Orders and recommendations

Orders

  1. The landlord is to carry out a thorough investigation in respect of the heating system, specifically, for it to test whether the tepid water is due to user error and to investigate the reports of chalky water.  The resident is requested to cooperate with any such tests for the purposes of reaching a conclusion.
  2. The landlord is to carry out a lessons-learned exercise in respect of the handling of repairs and subsequent complaint and to issue a formal apology to the resident for the identified failings.
  3. The landlord is to re-offer the total compensation of £300, if the resident has not already accepted and received this.
  4. The landlord is to confirm compliance with the above orders by 27 August 2021.

Recommendations

  1. The landlord is recommended to carry out a test of the electricity system as per the recommendation of the electricity company and for it to provide the outcome of this test and its findings to the resident.

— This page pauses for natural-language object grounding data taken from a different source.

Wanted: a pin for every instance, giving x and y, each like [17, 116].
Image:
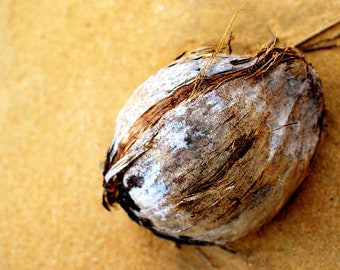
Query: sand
[66, 69]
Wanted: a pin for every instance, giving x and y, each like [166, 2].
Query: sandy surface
[66, 69]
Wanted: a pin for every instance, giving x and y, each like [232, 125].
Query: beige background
[66, 69]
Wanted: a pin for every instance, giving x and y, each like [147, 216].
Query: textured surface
[216, 158]
[67, 68]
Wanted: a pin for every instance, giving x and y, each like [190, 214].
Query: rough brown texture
[68, 67]
[208, 159]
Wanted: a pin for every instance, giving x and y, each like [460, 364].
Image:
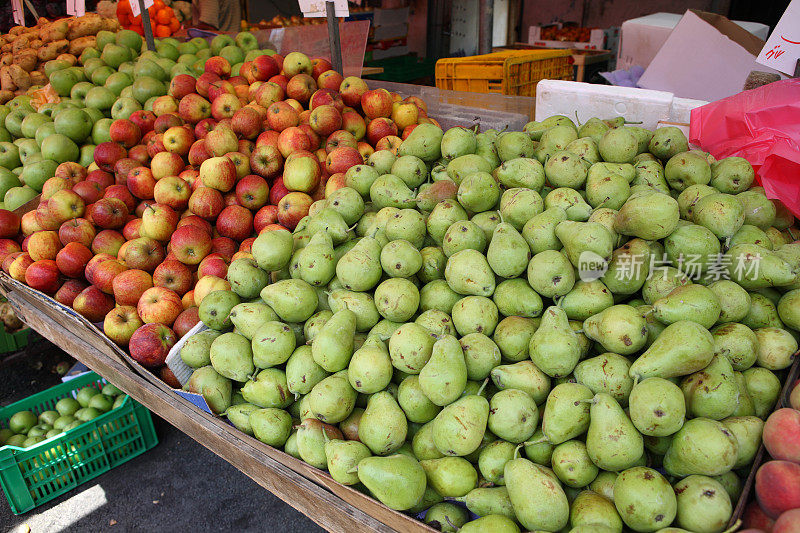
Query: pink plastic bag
[763, 126]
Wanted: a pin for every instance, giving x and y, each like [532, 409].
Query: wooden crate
[311, 491]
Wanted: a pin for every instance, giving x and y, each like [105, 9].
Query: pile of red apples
[138, 239]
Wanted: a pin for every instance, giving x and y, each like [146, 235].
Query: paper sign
[316, 8]
[19, 15]
[76, 8]
[783, 47]
[135, 6]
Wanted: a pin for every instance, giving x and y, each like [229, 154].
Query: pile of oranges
[162, 19]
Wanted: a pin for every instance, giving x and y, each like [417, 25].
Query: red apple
[121, 323]
[159, 304]
[93, 304]
[150, 344]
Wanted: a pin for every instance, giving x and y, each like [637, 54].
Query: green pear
[554, 346]
[444, 376]
[458, 429]
[398, 481]
[657, 407]
[711, 392]
[702, 446]
[690, 302]
[383, 427]
[539, 503]
[644, 499]
[619, 328]
[566, 416]
[649, 215]
[450, 476]
[333, 346]
[682, 348]
[612, 441]
[343, 458]
[360, 268]
[513, 415]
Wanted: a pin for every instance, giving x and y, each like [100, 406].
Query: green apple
[13, 122]
[118, 81]
[9, 156]
[92, 65]
[79, 90]
[124, 107]
[147, 87]
[199, 42]
[63, 80]
[18, 196]
[219, 42]
[180, 68]
[232, 53]
[44, 131]
[187, 48]
[130, 39]
[8, 180]
[101, 74]
[35, 174]
[27, 149]
[94, 113]
[100, 98]
[53, 65]
[115, 54]
[127, 67]
[105, 37]
[60, 148]
[246, 41]
[74, 123]
[165, 63]
[79, 74]
[149, 68]
[89, 53]
[168, 50]
[87, 155]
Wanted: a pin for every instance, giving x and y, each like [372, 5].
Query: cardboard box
[641, 38]
[706, 57]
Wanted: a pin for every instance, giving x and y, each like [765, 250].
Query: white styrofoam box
[641, 38]
[559, 97]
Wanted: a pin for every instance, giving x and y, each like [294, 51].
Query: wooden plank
[283, 475]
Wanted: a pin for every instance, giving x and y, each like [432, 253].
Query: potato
[38, 78]
[26, 59]
[89, 24]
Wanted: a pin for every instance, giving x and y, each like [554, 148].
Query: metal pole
[333, 37]
[148, 30]
[485, 25]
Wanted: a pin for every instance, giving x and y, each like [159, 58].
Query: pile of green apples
[114, 80]
[568, 328]
[26, 428]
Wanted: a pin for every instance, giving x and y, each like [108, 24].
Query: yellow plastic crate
[511, 72]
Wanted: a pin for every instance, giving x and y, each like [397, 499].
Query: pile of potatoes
[24, 51]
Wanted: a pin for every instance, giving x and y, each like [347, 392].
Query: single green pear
[459, 428]
[333, 345]
[397, 481]
[682, 348]
[554, 346]
[444, 376]
[538, 501]
[612, 441]
[566, 416]
[383, 426]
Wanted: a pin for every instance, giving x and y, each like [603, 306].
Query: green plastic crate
[33, 476]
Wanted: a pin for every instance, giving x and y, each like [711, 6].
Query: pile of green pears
[434, 334]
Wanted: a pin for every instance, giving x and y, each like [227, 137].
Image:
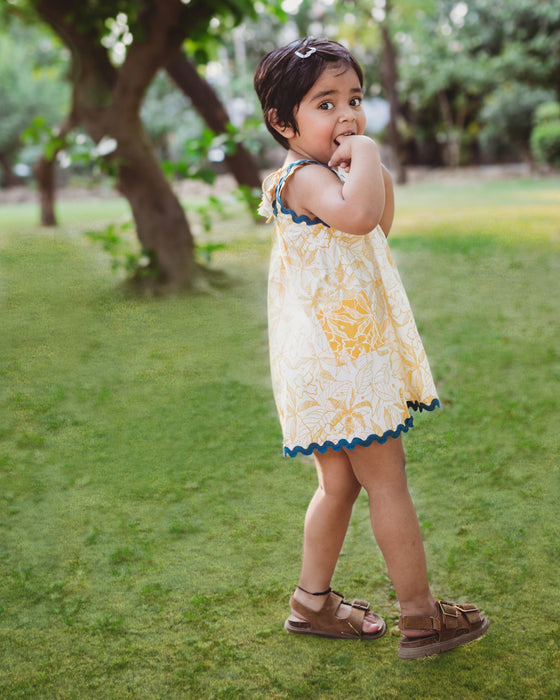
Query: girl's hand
[342, 157]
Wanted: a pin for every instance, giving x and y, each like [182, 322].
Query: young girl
[347, 362]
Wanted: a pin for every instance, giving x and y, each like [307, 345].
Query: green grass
[150, 530]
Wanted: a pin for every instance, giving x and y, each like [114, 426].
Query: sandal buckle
[443, 605]
[467, 610]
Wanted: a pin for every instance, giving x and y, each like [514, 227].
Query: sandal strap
[451, 620]
[326, 619]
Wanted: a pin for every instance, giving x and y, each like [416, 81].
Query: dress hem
[364, 442]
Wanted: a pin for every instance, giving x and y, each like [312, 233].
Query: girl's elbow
[365, 224]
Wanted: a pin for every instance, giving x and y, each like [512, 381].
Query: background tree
[31, 86]
[116, 50]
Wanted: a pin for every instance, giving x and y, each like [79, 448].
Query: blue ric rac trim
[418, 406]
[301, 218]
[337, 446]
[381, 439]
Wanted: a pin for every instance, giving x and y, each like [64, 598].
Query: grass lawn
[150, 530]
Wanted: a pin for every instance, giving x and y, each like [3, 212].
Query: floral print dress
[347, 361]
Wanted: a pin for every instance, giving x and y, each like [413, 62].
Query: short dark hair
[283, 77]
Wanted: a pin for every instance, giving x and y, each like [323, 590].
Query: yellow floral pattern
[347, 361]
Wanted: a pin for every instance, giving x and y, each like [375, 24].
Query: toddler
[347, 362]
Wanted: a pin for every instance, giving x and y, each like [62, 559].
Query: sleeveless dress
[347, 362]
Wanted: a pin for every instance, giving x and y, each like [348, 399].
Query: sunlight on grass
[151, 529]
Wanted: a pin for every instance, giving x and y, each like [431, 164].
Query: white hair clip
[308, 53]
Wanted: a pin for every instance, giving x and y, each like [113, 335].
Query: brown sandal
[454, 625]
[325, 622]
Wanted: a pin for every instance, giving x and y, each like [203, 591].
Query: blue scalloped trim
[418, 406]
[301, 218]
[337, 446]
[381, 439]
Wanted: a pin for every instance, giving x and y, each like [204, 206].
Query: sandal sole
[317, 633]
[416, 652]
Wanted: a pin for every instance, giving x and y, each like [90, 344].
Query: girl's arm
[388, 215]
[354, 206]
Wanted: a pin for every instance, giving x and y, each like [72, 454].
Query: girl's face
[330, 110]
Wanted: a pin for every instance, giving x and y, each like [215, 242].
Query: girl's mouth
[340, 136]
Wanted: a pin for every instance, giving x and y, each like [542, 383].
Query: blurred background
[448, 83]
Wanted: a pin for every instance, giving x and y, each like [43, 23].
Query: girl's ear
[284, 130]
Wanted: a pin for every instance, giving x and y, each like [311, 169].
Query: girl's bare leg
[326, 524]
[380, 469]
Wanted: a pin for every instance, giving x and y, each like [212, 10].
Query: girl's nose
[346, 114]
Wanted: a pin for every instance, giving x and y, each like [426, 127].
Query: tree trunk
[207, 103]
[107, 101]
[389, 79]
[45, 175]
[44, 171]
[156, 210]
[453, 131]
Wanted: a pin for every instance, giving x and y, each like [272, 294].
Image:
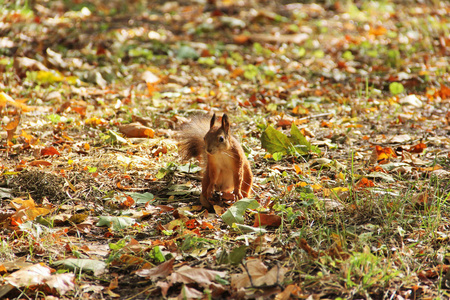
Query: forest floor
[342, 109]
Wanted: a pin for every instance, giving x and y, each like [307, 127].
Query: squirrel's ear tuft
[225, 123]
[213, 121]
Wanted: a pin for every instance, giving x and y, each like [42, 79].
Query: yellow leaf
[32, 213]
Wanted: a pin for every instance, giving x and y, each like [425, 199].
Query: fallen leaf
[49, 151]
[203, 277]
[267, 220]
[136, 130]
[417, 148]
[161, 271]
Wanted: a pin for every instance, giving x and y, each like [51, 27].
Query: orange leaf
[304, 245]
[384, 153]
[241, 39]
[297, 169]
[127, 203]
[267, 220]
[417, 148]
[49, 151]
[11, 127]
[35, 163]
[237, 72]
[136, 130]
[379, 30]
[326, 124]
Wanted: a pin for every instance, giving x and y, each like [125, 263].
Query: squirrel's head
[217, 138]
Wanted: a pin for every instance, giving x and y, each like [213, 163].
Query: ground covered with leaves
[342, 109]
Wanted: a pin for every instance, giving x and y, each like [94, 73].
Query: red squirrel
[226, 168]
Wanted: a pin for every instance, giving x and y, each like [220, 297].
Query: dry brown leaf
[189, 293]
[291, 289]
[11, 127]
[49, 151]
[259, 275]
[161, 271]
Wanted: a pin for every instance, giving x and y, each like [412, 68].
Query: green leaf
[116, 223]
[235, 214]
[396, 88]
[86, 265]
[274, 141]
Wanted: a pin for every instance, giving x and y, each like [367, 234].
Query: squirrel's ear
[213, 121]
[225, 123]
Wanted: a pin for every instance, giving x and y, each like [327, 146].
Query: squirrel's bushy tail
[190, 138]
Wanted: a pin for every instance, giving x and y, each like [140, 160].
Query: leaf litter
[342, 110]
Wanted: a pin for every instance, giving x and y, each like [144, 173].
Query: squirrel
[226, 168]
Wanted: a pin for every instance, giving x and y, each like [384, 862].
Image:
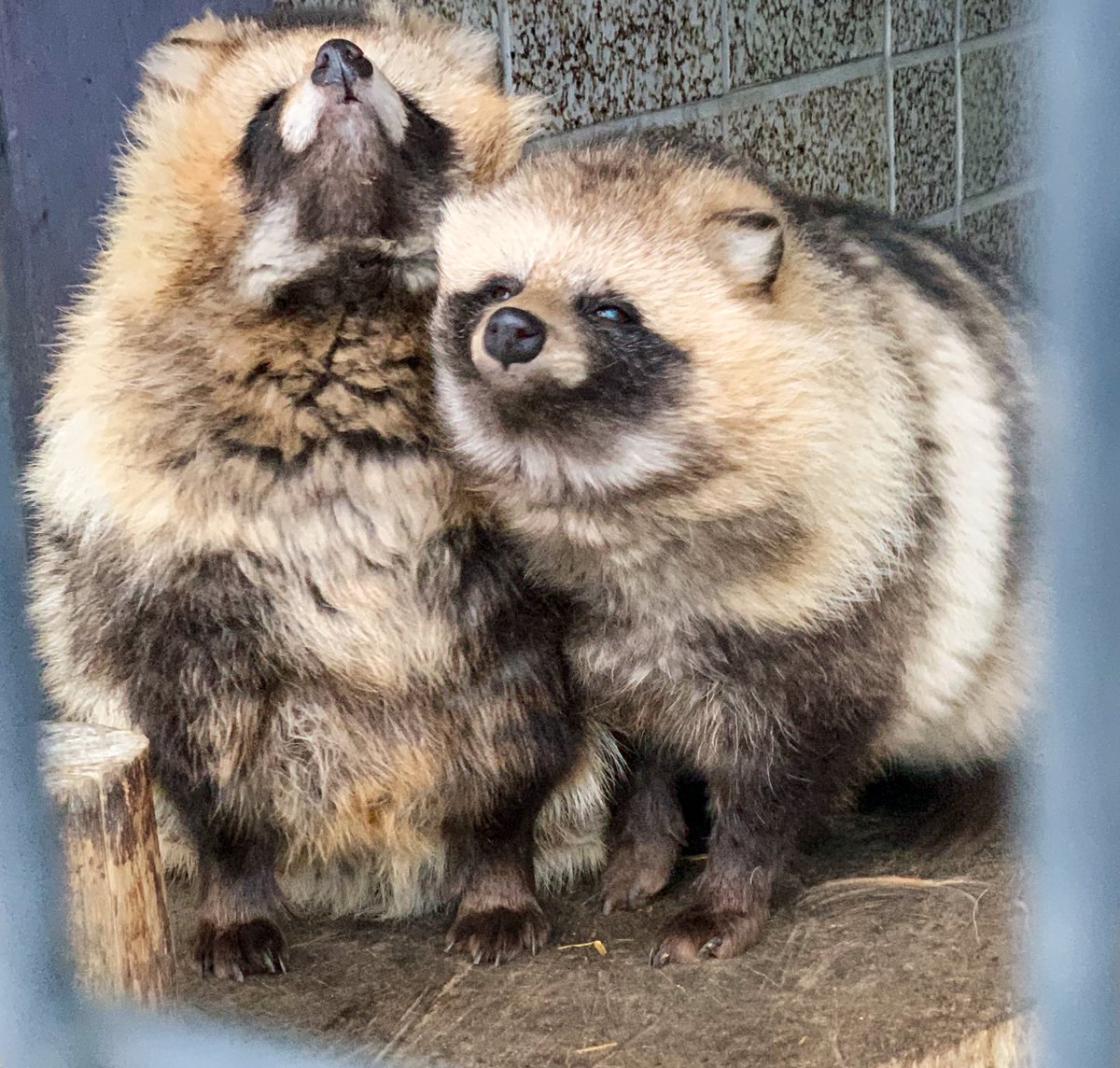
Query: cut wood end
[87, 750]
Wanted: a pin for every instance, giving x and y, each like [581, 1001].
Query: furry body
[776, 448]
[249, 543]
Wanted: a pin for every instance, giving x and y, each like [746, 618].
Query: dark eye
[613, 313]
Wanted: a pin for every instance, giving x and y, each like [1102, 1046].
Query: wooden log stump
[119, 926]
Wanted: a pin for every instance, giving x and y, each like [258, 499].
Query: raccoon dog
[249, 545]
[774, 448]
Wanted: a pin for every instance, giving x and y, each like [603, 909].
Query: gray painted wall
[67, 72]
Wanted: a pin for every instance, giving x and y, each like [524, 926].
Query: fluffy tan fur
[777, 451]
[801, 404]
[151, 436]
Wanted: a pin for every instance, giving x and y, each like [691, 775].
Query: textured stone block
[772, 38]
[925, 138]
[1008, 232]
[833, 140]
[1001, 105]
[919, 23]
[616, 57]
[988, 16]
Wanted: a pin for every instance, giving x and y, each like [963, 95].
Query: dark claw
[709, 947]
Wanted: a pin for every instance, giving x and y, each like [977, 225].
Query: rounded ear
[749, 242]
[178, 63]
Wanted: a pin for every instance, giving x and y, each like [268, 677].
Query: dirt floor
[874, 952]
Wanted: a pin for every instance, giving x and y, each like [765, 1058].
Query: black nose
[341, 62]
[514, 336]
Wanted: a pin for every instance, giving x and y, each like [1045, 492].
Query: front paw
[700, 932]
[240, 949]
[637, 872]
[492, 935]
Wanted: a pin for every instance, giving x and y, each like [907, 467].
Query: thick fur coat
[777, 451]
[249, 543]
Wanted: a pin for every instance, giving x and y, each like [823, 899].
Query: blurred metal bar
[39, 1016]
[1075, 831]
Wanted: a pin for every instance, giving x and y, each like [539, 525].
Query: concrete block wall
[925, 107]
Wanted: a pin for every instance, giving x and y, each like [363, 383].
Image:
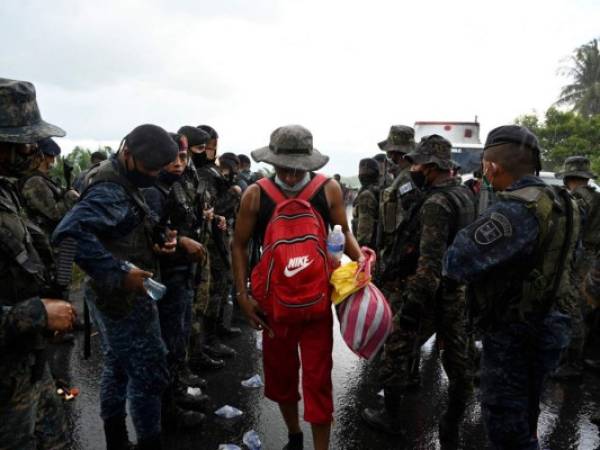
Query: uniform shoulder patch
[496, 227]
[406, 188]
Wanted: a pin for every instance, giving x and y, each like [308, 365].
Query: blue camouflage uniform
[495, 254]
[135, 365]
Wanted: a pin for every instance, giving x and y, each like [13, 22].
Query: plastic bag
[253, 382]
[365, 321]
[350, 277]
[252, 440]
[228, 412]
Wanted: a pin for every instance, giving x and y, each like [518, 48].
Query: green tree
[79, 158]
[563, 134]
[583, 93]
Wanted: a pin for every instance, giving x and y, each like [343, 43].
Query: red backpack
[291, 280]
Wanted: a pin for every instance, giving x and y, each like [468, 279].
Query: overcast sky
[345, 69]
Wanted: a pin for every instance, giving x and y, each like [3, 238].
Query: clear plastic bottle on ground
[336, 242]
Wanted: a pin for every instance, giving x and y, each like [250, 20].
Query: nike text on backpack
[291, 280]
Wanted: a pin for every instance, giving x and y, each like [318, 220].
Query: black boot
[187, 378]
[295, 441]
[153, 443]
[200, 361]
[386, 419]
[115, 432]
[215, 348]
[185, 400]
[228, 332]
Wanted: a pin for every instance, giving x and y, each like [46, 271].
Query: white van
[464, 136]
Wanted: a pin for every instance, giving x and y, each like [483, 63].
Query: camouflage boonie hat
[433, 149]
[291, 147]
[400, 139]
[20, 119]
[577, 167]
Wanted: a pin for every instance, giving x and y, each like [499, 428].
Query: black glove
[410, 316]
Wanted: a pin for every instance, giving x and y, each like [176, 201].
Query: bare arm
[337, 211]
[244, 228]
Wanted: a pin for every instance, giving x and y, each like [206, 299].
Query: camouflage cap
[433, 149]
[291, 147]
[20, 118]
[401, 138]
[576, 167]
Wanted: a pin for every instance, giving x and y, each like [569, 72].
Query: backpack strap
[313, 187]
[271, 189]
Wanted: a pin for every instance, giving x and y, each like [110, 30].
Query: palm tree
[583, 94]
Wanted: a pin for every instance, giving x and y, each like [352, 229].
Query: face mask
[367, 179]
[139, 179]
[20, 163]
[168, 178]
[200, 159]
[419, 179]
[295, 188]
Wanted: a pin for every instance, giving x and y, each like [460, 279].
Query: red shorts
[282, 366]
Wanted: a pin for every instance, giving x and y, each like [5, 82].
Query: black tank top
[267, 206]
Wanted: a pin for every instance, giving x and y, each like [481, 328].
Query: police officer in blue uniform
[516, 258]
[113, 227]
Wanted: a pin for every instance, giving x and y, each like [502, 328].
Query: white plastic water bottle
[335, 242]
[154, 289]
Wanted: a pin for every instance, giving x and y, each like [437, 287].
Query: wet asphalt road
[564, 423]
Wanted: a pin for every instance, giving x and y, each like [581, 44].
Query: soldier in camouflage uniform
[45, 201]
[592, 293]
[118, 248]
[396, 200]
[31, 414]
[365, 212]
[430, 303]
[199, 359]
[516, 257]
[576, 174]
[218, 246]
[179, 205]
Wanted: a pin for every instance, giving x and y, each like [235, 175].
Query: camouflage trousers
[577, 308]
[402, 349]
[515, 361]
[135, 366]
[175, 313]
[32, 416]
[221, 280]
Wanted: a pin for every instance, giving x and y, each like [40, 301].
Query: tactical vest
[534, 286]
[22, 273]
[373, 190]
[135, 247]
[38, 217]
[397, 206]
[589, 200]
[405, 250]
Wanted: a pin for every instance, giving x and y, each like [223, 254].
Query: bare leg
[289, 411]
[321, 435]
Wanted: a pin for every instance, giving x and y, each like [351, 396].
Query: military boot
[187, 378]
[186, 400]
[213, 346]
[386, 419]
[295, 441]
[200, 361]
[115, 432]
[153, 443]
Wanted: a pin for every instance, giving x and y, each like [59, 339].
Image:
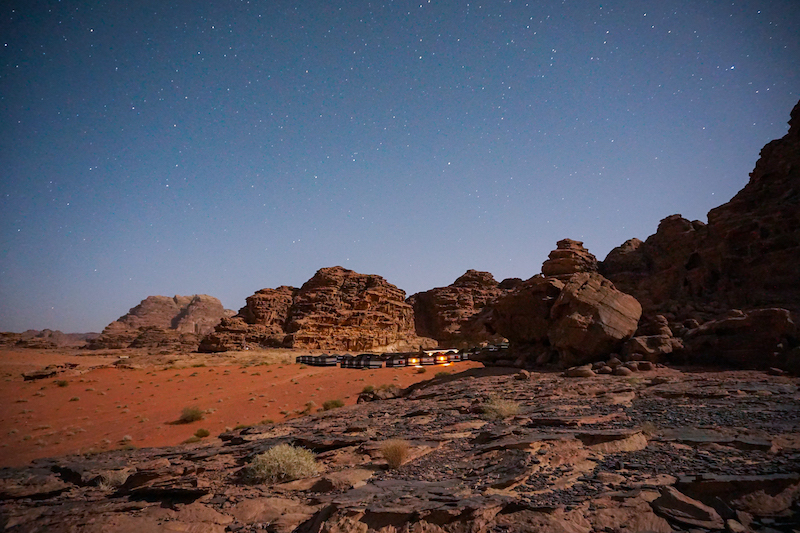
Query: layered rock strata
[745, 260]
[460, 314]
[163, 322]
[575, 314]
[337, 309]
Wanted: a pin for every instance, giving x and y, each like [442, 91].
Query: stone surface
[337, 309]
[569, 257]
[161, 322]
[459, 314]
[575, 458]
[747, 257]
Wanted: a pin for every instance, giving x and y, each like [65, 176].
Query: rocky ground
[662, 450]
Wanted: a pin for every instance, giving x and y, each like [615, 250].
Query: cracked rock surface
[665, 450]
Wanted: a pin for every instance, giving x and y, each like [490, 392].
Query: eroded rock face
[577, 313]
[161, 321]
[459, 314]
[342, 309]
[747, 257]
[591, 318]
[569, 257]
[337, 309]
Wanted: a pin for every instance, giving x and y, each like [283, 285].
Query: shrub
[331, 404]
[282, 463]
[190, 414]
[395, 451]
[498, 408]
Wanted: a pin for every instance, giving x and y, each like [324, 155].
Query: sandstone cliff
[175, 323]
[746, 258]
[460, 314]
[337, 309]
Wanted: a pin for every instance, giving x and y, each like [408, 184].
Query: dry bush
[498, 408]
[395, 451]
[190, 414]
[282, 463]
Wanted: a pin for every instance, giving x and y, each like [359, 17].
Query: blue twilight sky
[221, 147]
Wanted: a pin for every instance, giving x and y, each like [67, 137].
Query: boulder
[337, 309]
[569, 257]
[161, 322]
[459, 315]
[590, 319]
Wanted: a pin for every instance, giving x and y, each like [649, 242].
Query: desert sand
[118, 399]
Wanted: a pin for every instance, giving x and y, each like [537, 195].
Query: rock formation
[337, 309]
[665, 452]
[163, 322]
[575, 312]
[460, 314]
[745, 260]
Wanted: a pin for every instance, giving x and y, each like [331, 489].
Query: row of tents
[369, 360]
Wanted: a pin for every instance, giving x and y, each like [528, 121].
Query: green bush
[332, 404]
[282, 463]
[190, 414]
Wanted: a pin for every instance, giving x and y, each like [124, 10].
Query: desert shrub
[395, 451]
[498, 408]
[190, 414]
[111, 479]
[282, 463]
[331, 404]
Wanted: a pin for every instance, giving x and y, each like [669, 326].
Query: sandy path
[107, 408]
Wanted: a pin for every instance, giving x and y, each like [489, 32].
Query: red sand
[107, 408]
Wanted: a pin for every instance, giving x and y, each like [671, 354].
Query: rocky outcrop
[163, 322]
[747, 257]
[460, 314]
[577, 314]
[665, 452]
[337, 309]
[569, 257]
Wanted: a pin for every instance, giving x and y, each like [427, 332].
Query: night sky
[222, 147]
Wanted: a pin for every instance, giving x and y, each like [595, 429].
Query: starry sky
[221, 147]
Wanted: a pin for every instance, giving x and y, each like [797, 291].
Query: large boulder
[160, 321]
[747, 257]
[459, 314]
[337, 309]
[578, 314]
[590, 319]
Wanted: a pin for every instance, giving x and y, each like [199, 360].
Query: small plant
[282, 463]
[498, 408]
[331, 404]
[395, 451]
[190, 414]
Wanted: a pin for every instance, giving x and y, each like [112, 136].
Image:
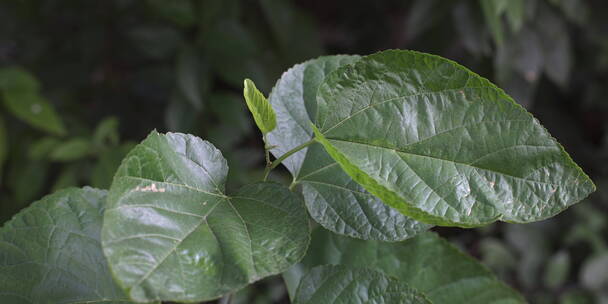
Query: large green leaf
[332, 197]
[442, 144]
[426, 262]
[171, 233]
[20, 94]
[51, 252]
[339, 284]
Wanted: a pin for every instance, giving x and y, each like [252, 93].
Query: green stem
[266, 150]
[225, 299]
[287, 154]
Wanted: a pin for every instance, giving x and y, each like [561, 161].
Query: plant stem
[266, 150]
[225, 299]
[287, 154]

In circumstances where it is found that the electricity supply is also serving other properties or areas, for the landlord to take action to rectify this accordingly.
  2. The landlord is recommended to re-offer to consider compensation for increased energy bills for the period of time originally complained of, should the resident provide copies of her energy bills to evidence this.

*The resident to note that consideration of compensation is not tantamount to an offer of compensation and the landlord is not obliged to offer compensation in this respect.

  1. The landlord is to confirm its intentions in respect of the above recommendations by 27 August 2021.